Di sebagian dinding itu bolong, dengan atap yang sedikit menganga menembus langit. Tak ayal saat malam hari, dinginnya angin malam menusuk tubuh kedua lansia tersebut.
Bahkan kala hujan deras, mereka juga terpaksa mengungsi ke rumah tetangga lantaran banyaknya bagian gubuk yang bocor membuat air masuk.
"Kalau hujan turun, gubug kami pasti banjir karena bocor, dan kalau hujannya lama ya kami terpaksa lari ke rumah tetangga," tuturnya.
Tak hanya itu, saat malam hari mereka juga harus tidur dan beristirahat dalam kondisi gelap gulita. Tak ada listrik, menyebabkan tak ada penerangan sedikit pun.
Sesekali mereka bisa menikmati terang di kala malam dengan mengandalkan lampu cempor.
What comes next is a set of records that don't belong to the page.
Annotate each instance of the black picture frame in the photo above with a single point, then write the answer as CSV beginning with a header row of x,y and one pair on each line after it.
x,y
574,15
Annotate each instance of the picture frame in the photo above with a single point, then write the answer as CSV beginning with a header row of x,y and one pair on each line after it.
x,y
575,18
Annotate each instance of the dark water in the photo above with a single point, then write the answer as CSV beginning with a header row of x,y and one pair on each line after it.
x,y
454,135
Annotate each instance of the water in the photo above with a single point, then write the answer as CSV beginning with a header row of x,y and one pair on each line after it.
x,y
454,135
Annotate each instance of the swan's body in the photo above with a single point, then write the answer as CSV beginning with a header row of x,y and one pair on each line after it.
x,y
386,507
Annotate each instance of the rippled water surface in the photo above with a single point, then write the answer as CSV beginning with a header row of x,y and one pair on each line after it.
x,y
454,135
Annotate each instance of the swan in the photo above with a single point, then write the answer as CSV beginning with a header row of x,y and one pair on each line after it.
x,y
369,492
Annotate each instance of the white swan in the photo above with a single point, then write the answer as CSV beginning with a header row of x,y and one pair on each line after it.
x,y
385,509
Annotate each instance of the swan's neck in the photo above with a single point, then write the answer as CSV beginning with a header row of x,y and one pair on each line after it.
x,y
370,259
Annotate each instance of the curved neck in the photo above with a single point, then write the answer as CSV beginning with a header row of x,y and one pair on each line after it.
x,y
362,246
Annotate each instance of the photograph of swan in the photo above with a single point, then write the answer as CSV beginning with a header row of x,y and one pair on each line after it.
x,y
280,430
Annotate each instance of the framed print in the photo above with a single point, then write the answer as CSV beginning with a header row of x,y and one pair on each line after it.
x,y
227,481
"Itu pun kalau minyak tanahnya abis, terpaksa kami mengalami kondisi gelap selama semalaman karena tak bisa menyalakan lampu cempor," ujar dia.
Bahkan untuk mandi dan buang air, mereka terpaksa menggunakan toilet umum lantaran tak mampu membangun toilet sendiri.
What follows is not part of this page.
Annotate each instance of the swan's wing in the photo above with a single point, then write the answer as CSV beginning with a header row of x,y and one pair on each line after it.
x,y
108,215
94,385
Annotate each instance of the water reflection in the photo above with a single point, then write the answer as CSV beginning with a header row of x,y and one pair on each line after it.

"Kalau mau ke toilet dan mandi cari toilet umum. Kalau malam hari, terpaksa tahan buang air karena kan lumayan jauh serta gelap kalau ke toilet umum," tuturnya.
Untuk kebutuhan kehidupan sehari-hari mereka, hanya mengandalkan suaminya yang bekerja serabutan. "Dulu sempat bekerja di rongsok, tapi tiba-tiba diberhentikan," ucapnya.
Tak ayal mereka kerap mengandalkan bantuan dari tetangga atau warga sekitar untuk memenuhi kebutuhan sehari-harinya.
"Terkadang ada bantuan dari tetangga dan warga untuk makan sehari-hari. Alhamdulillah warga di sini baik. Tapi saya juga berharap ada bantuan dari pemerintah, agar bisa hidup lebih baik," kata dia.
Di sisi lain, Ujang Hendi, tokoh masyarakat Kampung Tegallega, mengatakan kedua lansia tersebut mendirikan gubuk di atas lahan milik warga.
Selama ini mereka mengandalkan pekerjaan sebagai buruh serabutan dan pemberian warga untuk bertahan hidup.
"Iya itu di lahan warga yang merelakan digunakan untuk didirikan gubuk. Kalau untuk sehari-hari mengandalkan penghasilan sebagai buruh serabutan. Kadang ada yang nyuruh untuk babad rumput dan lainnya. Kalau ada donatur juga langsung diarahkan untuk ngasih ke pasangan tersebut," kata dia.
Menurut dia, warga juga berharap pasangan lansia itu mendapatkan bantuan dari pemerintah, agar di masa tuanya bisa hidup lebih layak.
"Minimalnya ada tempat tinggal yang layak untuk masa tua mereka. Kami memohon pemerintah bisa memperhatikannya," pungkasnya.